The U.S. Department of Commerce recently announced that real U.S. travel and tourism output (adjusted for changes in price) increased at an annual rate of 2.1 percent in the second quarter of 2012, following an increase of 4.9 percent (revised) in the first quarter of 2012. By comparison, real gross domestic product (GDP) increased 1.3 percent during the second quarter.
- Tourism Spending. The deceleration in real tourism spending primarily reflected a downturn in passenger air transportation, which decreased 3.6 percent in the second quarter of 2012 after increasing 9.8 percent in the first quarter. Real spending on traveler accommodations decelerated, increasing 3.8 percent in the second quarter after increasing 5.9 percent in the first quarter.
- Tourism Prices. Prices for tourism goods and services decelerated in the second quarter, primarily reflecting a decline in gasoline prices that resulted in a decline in the prices for “all other transportation-related commodities.” In addition, prices for passenger air transportation decelerated, reflecting a decline in fuel prices.
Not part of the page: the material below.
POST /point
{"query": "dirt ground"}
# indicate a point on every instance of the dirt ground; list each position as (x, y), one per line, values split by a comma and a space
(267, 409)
In contrast, prices for traveler accommodations accelerated, increasing 8.7 percent in the second quarter after increasing 6.3 percent in the first quarter.
- Tourism Employment. Employment in the travel and tourism industries increased 1.1 percent in the second quarter of 2012 after increasing 2.6 percent in the first quarter. The largest increase was in traveler accommodations, which increased 2.1 percent in the second quarter after increasing 0.3 percent in the first quarter. That increase was partially offset by a downturn in recreation and entertainment employment.
The Bureau of Economic Analysis, through funding provided by the Office of Travel and Tourism Industries, International Trade Administration, U.S. Department of Commerce, produces the U.S Travel and Tourism Satellite Accounts (TTSAs) from which these estimates were derived.
Travel and Tourism Satellite Accounts form an indispensable statistical instrument that allows the United States to measure the relative size and importance of the travel and tourism industry, along with its contribution to gross domestic product (GDP).
Approved by the United Nations in March 2002 and endorsed by the U.N. Statistical Commission, TTSAs have become the international standard by which travel and tourism is measured. In fact, more than fifty countries around the world have embraced travel and tourism satellite accounting as the only comprehensive, comparable, and credible measure of travel and tourism and its impact on national economies.